To your customer, the contact center agent is the face of your organization. A well-trained agent can make all the difference when it comes to customer service and how well he or she deals with customer escalations, solves customer problems, and upsells or cross-sells your products. High-performing customer service organizations recognize this. It is no surprise then that they place heavy emphasis on training and developing their talents to effectively represent their brands. Even so, lectures and classroom training alone will not deliver the performance and productivity improvements required to raise agents’ competencies. Behind the training initiative lies a host of other factors that will determine the success (or failure) of the development program.

Let’s take a look at these factors that can make or break a training initiative. In the Impact Learning System, there are four interdependent stages that come into play:

1. Pre-work

Prep work accounts for approximately 25 percent of the effort.
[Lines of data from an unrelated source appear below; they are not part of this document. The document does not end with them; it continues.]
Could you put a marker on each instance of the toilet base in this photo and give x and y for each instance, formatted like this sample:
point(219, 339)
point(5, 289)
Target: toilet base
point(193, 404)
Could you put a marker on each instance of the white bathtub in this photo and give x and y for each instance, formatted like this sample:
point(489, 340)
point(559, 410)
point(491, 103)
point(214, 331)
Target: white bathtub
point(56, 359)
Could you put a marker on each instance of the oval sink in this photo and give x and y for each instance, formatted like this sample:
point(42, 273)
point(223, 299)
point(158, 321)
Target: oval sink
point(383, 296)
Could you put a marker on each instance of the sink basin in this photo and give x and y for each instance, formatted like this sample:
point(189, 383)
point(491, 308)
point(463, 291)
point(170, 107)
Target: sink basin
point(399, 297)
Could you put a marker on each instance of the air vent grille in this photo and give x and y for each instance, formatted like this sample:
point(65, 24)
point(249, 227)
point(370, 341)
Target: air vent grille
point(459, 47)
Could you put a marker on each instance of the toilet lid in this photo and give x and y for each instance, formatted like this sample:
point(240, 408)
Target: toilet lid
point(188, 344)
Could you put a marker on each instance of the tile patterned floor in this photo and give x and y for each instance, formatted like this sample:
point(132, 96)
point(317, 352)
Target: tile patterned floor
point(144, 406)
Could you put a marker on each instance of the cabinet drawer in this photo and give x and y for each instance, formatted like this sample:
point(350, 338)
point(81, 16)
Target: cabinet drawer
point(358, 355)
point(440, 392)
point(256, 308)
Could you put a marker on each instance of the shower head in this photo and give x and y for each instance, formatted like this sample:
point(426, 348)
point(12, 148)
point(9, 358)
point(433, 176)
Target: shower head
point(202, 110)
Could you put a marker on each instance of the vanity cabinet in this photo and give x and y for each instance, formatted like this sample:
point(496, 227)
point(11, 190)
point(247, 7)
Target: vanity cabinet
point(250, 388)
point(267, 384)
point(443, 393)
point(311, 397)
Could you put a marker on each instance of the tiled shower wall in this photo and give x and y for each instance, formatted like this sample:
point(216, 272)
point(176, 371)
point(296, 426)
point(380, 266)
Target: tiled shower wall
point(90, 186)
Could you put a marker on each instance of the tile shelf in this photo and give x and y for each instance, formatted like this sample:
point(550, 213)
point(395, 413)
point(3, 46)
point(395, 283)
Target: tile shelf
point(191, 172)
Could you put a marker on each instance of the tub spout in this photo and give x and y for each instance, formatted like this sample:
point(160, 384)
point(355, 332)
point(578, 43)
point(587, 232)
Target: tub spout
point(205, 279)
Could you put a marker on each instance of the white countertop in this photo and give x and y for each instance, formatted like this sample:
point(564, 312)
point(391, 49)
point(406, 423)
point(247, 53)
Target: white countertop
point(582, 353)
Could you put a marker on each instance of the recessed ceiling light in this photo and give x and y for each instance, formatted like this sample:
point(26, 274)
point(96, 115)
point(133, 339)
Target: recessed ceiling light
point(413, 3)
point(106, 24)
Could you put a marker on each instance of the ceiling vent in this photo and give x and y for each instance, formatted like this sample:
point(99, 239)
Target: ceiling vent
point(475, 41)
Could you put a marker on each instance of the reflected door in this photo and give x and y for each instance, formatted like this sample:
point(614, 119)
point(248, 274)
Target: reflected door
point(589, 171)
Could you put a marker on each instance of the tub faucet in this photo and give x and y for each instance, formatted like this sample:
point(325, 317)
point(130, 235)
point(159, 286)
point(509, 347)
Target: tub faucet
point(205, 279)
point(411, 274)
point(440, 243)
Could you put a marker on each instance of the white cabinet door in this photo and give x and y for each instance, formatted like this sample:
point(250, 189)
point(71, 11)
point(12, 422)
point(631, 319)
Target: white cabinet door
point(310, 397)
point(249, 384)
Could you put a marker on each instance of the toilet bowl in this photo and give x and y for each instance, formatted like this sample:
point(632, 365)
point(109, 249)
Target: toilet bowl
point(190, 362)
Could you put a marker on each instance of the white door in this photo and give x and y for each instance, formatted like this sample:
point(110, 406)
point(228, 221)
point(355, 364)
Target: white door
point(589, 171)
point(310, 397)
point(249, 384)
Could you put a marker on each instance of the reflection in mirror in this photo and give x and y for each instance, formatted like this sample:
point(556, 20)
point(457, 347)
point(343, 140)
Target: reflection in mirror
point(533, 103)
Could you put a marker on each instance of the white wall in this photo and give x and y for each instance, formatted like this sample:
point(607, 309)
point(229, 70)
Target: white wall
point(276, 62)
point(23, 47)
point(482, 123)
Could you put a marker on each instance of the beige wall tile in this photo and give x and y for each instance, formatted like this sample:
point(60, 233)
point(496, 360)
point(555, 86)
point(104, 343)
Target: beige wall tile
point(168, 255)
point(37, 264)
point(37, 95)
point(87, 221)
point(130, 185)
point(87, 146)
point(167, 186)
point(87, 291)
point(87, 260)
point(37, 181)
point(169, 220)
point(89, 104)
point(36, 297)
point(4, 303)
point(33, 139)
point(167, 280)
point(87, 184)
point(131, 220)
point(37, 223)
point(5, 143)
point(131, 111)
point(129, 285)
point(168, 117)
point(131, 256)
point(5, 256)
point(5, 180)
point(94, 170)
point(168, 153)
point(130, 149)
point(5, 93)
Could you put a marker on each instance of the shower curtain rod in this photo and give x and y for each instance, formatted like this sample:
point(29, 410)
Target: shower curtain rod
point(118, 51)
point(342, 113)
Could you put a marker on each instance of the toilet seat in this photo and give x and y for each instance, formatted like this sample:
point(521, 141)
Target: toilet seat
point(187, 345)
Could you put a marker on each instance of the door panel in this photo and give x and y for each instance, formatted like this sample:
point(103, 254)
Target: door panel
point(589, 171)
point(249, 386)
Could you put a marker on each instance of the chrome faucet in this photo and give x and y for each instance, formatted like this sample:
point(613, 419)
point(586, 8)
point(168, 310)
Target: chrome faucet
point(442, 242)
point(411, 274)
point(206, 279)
It includes customizing the training to make it specific and relevant to the participants; conveying the goals and objectives of the training to the participants to get them on board; creating handouts and cheat sheets on how to access the programs and utilize the training tools; and finally, having the participants go through the pre-course work to prepare them for actual training.

Managers play a critical role in preparing for the training. They help communicate the whys behind the initiative to gain trainee buy-in, and how the program integrates with the way agents will be expected to perform their jobs.

2. Training Event

Managers must serve as role models and communicate their commitment by attending the sessions themselves. Managers who train alongside their support team send a strong message that they are strong advocates of the program, and they acknowledge the impact it will have on their and their team’s productivity.

3. Coaching and Intervention

When the training ends, the coaching begins. What happens after training is as important as the training itself. Contact center managers and team leaders are the day-to-day face of training and must maintain mastery of product knowledge, communication skills, standard protocols and marketplace dynamics. Without this level of mastery, their credibility to lead – and ability to coach – their teams are significantly reduced.

4. Validation and Recognition.

At Impact Learning Systems, we are big proponents of experiential learning. Whether it’s playing the violin, speaking a new language, providing customer support over the phone, or learning a dance routine, people learn by doing. This learning method becomes even more effective when the learner gets validation and recognition for the progress made. We all naturally crave to be told how we’re doing; feedback lets you see yourself through the eyes of another.

Feedback is inexpensive but powerful; yet, it is one of the most under-utilized management tools.  As part of a training initiative, it is important to make managers and supervisors understand the value of performance feedback and train them on how to provide it to motivate their teams and correct deviations to the learning process.

Check, check, check, and check. Now what?

They say it takes 21 days for a habit to stick. Interestingly, there seems to be no agreement where this magic number came from. But, if we take this statement to be true, then the three weeks following the training become the critical period whether the skills learned in training will persist.

This is when reinforcement comes in

Even with the best of intentions to use and apply their newly acquired knowledge and skills, agents probably won’t retain three-quarters of what they learned during training. “Training amnesia” is far too common, especially when there are no follow up programs that were put in place during the training design phase.

Provide job aids

Make it easy for learners to use their new skills. Prepare a handout that highlights key points from the training. Use diagrams and pictures to promote visual recall. Create them as wall charts so employees can hang them up at their workstations for quick access.

Apply the new way, right away

Learners should be expected to use their new skills as soon as the training is over, or they revert to the old process. Encourage agents to embrace the new way as soon as they leave the training room. Allow for a period of adjustment but emphasize that the sooner they gain mastery of the new skills, the better for them and the organization. Managers and supervisors can reinforce the proper behavior through praise and feedback. It is a powerful coaching method to help solidify the learnings.

Show, Don’t Tell.

Well-designed training programs empower managers by helping them become experts in the application of the methodologies that their teams will be learning so they can lead by example. Managers can bring the training lessons to life by modeling the same behaviors and best practices they expect from their own teams.

At Impact Learning Systems, the stages involved in the training have been designed and refined to inspire long-term cultural change and produce guaranteed, measurable results. But training is a process, not just an event with a start and end date. The best part of a training initiative comes after the classroom instruction. No training program can be successful without leadership involvement and active reinforcement of the learned skills. Only when the desired skills and habits become second nature can an organization see significant improvements in efficiency and productivity.